The Celtics should have enough offensive talent on the floor at any given moment that it might be fine to just let Brissett be a high-energy, low-usage guy while filling backup wing minutes. Maybe Mykhailiuk gets the nod when the team needs an offensive spark off the bench.

With our centers being injury prone, do you think there is a chance Neemias Queta can be called up? Now that we don’t have the TimeLord. — @ruimmascarenhas

Look, it doesn’t make us feel great that J.D. Davison has a higher defensive rebound percentage than Luke Kornet through four preseason games. But we’ll also give Kornet the benefit of the doubt because he’s been a solid depth option in recent seasons.

But we’d be lying if we didn’t say that third big is probably the biggest roster storyline heading into the season. If Kornet plays like he did last year -- maybe simply prioritizing rebounding position over Kornet Kontests -- then the Celtics can play enough single-big lineups to limit just how much they need to lean on depth bigs.

Given the hole in our heart that exists from Robert Williams III’s departure, we’d most certainly be OK with getting a longer glimpse of Queta. He could be a real luxury if able to provide emergency depth on nights that Horford or Porzingis rest. 

Turnovers. — @theperpetuity

My blood pressure went up just reading a one-word mailbag entry.

Did I want to launch a remote through the TV screen watching parts of Tuesday’s game? Absolutely. The TV is lucky it’s just preseason. But we spent a lot of time last season suggesting how the only team that could derail the Celtics is themselves and, boy, do they love to reaffirm that with some maddening stretches of impossibly sloppy play.

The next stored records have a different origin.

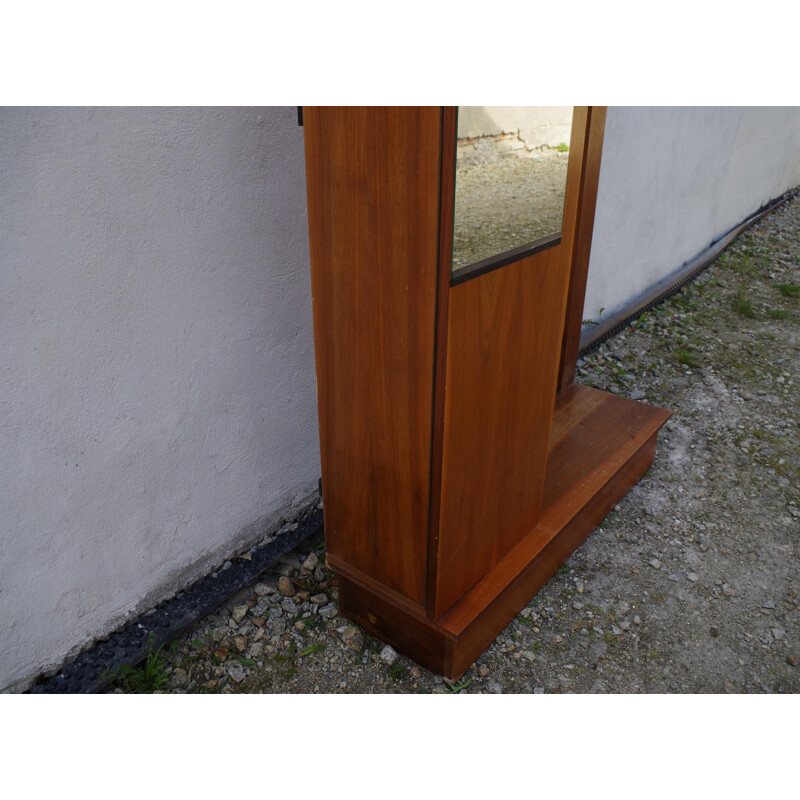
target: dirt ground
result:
[453,149,569,269]
[122,192,800,693]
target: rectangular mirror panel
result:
[452,106,572,273]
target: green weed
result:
[733,292,756,319]
[111,633,170,694]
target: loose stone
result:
[281,597,299,615]
[342,625,364,653]
[250,642,264,659]
[302,553,319,575]
[318,603,339,619]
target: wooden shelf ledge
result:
[335,384,671,680]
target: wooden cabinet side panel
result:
[304,107,441,605]
[429,107,588,618]
[436,247,566,617]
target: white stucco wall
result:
[0,108,320,689]
[0,107,800,689]
[583,107,800,320]
[458,106,572,148]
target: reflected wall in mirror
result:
[452,106,572,272]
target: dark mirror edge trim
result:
[450,231,562,286]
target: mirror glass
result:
[452,106,572,272]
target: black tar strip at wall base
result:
[29,508,322,694]
[29,187,800,694]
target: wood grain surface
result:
[304,107,441,604]
[428,108,587,618]
[558,106,606,391]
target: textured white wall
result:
[458,106,572,147]
[0,108,320,688]
[583,107,800,320]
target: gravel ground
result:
[453,150,569,269]
[115,192,800,693]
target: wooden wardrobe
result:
[303,107,669,680]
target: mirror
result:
[452,106,572,273]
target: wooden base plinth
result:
[330,385,670,681]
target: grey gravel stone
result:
[317,603,339,619]
[281,597,299,616]
[342,625,364,653]
[303,553,319,574]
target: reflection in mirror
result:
[453,106,572,272]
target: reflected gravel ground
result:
[453,150,569,269]
[120,191,800,693]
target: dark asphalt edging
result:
[28,508,323,694]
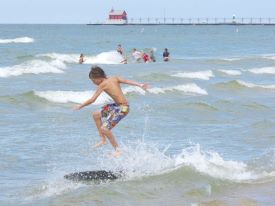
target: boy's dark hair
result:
[89,66,106,79]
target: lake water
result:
[0,25,275,206]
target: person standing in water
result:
[78,54,85,64]
[116,44,127,64]
[162,48,170,62]
[74,66,149,157]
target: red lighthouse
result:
[106,9,127,24]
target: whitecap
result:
[37,51,123,64]
[0,60,66,77]
[0,37,34,44]
[172,70,214,80]
[248,67,275,74]
[218,69,242,76]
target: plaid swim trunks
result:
[101,103,129,129]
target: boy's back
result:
[99,76,128,104]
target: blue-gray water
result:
[0,25,275,206]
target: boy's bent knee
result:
[100,125,110,133]
[92,111,101,119]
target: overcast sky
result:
[0,0,275,24]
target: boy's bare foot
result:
[111,149,122,157]
[93,141,106,148]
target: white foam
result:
[123,83,208,95]
[36,53,80,63]
[175,144,269,182]
[0,60,66,77]
[34,91,111,105]
[148,83,208,95]
[97,141,275,182]
[262,54,275,60]
[100,141,175,179]
[248,67,275,74]
[237,80,275,89]
[222,57,241,62]
[0,37,34,44]
[34,84,207,105]
[172,70,214,80]
[218,69,242,76]
[37,51,123,64]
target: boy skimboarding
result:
[75,66,148,157]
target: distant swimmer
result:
[162,48,170,62]
[78,54,85,64]
[116,44,127,64]
[116,44,124,55]
[132,48,142,63]
[149,50,156,62]
[141,51,151,63]
[74,66,149,157]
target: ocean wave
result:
[237,80,275,89]
[97,141,275,182]
[34,91,111,105]
[34,84,207,105]
[0,37,34,44]
[218,69,242,76]
[222,57,244,62]
[172,70,214,80]
[32,140,275,197]
[248,67,275,74]
[37,51,123,64]
[215,80,275,89]
[175,144,275,182]
[0,60,66,77]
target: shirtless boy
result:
[75,66,148,157]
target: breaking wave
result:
[248,67,275,74]
[34,84,207,105]
[0,60,66,77]
[216,80,275,89]
[37,51,123,64]
[0,37,34,44]
[172,70,214,80]
[218,69,242,76]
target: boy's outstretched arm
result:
[118,77,149,90]
[74,87,103,110]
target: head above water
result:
[89,66,107,85]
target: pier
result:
[87,17,275,26]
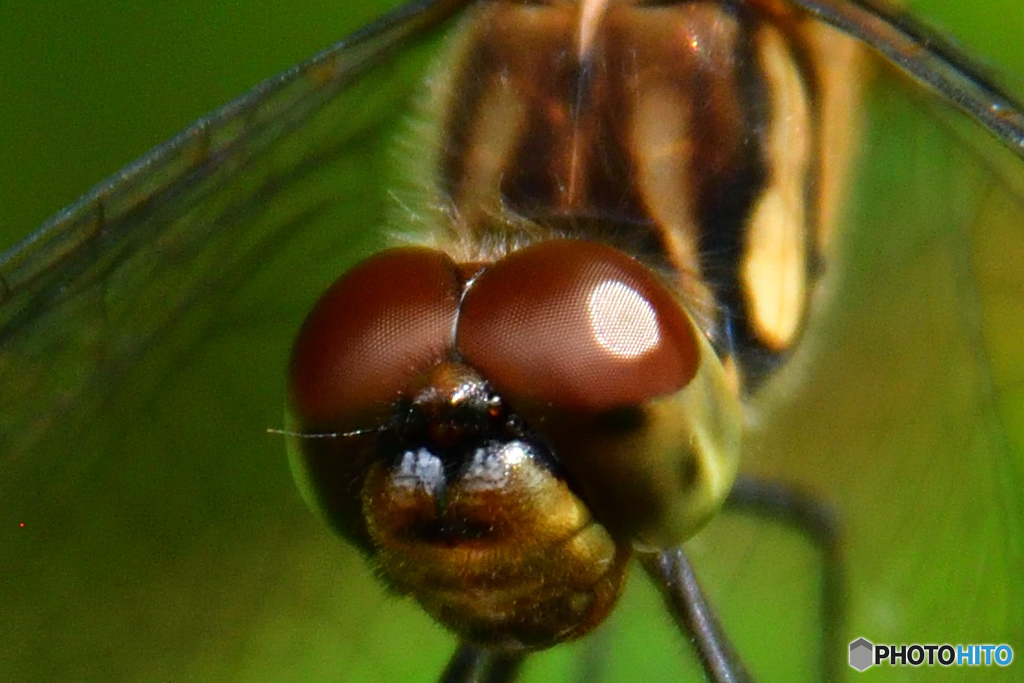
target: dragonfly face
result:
[4,1,1021,680]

We’ll chalk some of the clunkiness up to preseason rust. But this team is way too talented to consistently have the sort of lapses that occurred in the second and third quarters on Tuesday night.

If you could add one non-All-Star from C’s history to this team (besides Rob) who would it be? — @dtram87

I enjoy that you preemptively blocked my obvious answer. That Jiri Welsch (wing depth!) and Joe Forte (imagine the sideline fits!) were the first two players that sprang to mind says a lot about the scars that still exist between the Big Three eras.

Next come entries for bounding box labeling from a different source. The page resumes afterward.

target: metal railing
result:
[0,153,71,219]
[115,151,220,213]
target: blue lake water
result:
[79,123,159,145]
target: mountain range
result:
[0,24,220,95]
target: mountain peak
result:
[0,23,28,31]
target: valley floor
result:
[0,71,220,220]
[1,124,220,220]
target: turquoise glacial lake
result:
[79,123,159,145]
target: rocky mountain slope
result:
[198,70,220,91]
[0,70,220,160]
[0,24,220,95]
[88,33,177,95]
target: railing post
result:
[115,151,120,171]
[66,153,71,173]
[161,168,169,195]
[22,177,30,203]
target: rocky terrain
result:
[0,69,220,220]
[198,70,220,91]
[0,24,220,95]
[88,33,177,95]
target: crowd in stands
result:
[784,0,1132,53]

We'd probably have to lean center here, right? Maybe an Aron Baynes type? A James Posey-type wing would fit very nicely behind the Jays. Actually, just give me one Guerschon Yabusele and go ahead and ship the Larry O’Brien to Boston.

Who’s playing during Gino Time? — @pea_zo

I love this question. And, if we’re being honest, we should get multiple chances to answer it this season.

This might hinge on who’s on the roster that night for two-way guy. But I’d stay in my seat for three minutes of a Davison-Banton-Stevens-Walsh-Queta lineup. Sprinkle in some Mykhailiuk if he’s not getting time otherwise.

Title or bust. — @hd2352

It’s a long season and so much can happen that it doesn’t seem fair to suggest that winning a title is the only pathway to a successful campaign. But given the talent and how close the Celtics have been the last half decade, we’re not sure there’s any other way to view the 2023-24 season.

The Celtics beefed up every level of the organization. The talent on the court went up with the additions of Porzingis and Holiday. Mazzulla’s staff is enhanced with the additions of Charles Lee and Sam Cassell. The front office has a keen new set of eyes in Jeff Van Gundy. The Celtics are undeniably all-in.

So it doesn’t feel outrageous to suggest title or bust. Maybe something happens that tempers that expectation, but as this ship prepares to leave the port, there is only one destination on the GPS.